The two brands that have dominated the 12 Hours, as we’ve seen, are Porsche and Ferrari, whose outright victories cover almost the entire 70 years of the event. Other brands, with Audi at the forefront, have concentrated their successes into consecutive years: 11 for Audi and fewer for the American and Japanese manufacturers. It’s also fascinating to see the variety of cars that have won, from Cunningham to Frazer Nash, from Chaparral to Ford, and even Maserati and Jaguar with the D-Type.

Sebring: so different, so special - 3The battle between the Prancing Horse and Porsche in the 1970 12 Hours valid for the International Championship for Makes. On that occasion, the Ferrari 512 S of Giunti, Vaccarella and Andretti triumphed.
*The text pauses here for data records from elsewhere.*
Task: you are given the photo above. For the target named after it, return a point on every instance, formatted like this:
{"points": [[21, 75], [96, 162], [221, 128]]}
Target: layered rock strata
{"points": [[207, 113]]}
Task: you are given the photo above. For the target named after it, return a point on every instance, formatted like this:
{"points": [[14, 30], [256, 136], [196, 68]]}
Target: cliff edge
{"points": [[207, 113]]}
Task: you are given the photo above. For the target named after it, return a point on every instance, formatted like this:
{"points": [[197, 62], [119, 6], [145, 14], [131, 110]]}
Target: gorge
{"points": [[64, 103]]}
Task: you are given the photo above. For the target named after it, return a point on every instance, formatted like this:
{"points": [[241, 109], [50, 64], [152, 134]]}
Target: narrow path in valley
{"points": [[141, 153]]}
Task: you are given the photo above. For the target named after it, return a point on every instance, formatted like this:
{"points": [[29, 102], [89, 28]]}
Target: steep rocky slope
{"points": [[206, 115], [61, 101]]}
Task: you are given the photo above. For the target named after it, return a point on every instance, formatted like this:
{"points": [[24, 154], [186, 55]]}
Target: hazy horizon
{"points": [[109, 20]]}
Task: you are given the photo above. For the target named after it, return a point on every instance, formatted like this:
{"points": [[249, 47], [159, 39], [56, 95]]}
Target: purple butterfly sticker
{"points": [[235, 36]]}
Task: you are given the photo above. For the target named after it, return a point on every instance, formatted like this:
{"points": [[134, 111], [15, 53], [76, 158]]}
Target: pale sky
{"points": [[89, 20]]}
In short, the race is captivating precisely because of its uniqueness. It’s no coincidence that enthusiasts camp inside the track for days on end, immersing themselves in a festival that includes not just the 12-hour race but also qualifying sessions, races for other categories, and even historic car competitions. Without a shadow of a doubt, Sebring is an event that the history of motorsport will never forget.

Sebring: so different, so special - 4Sebring Raceway is famous for its bumpiness due to the surface made of concrete with large joints.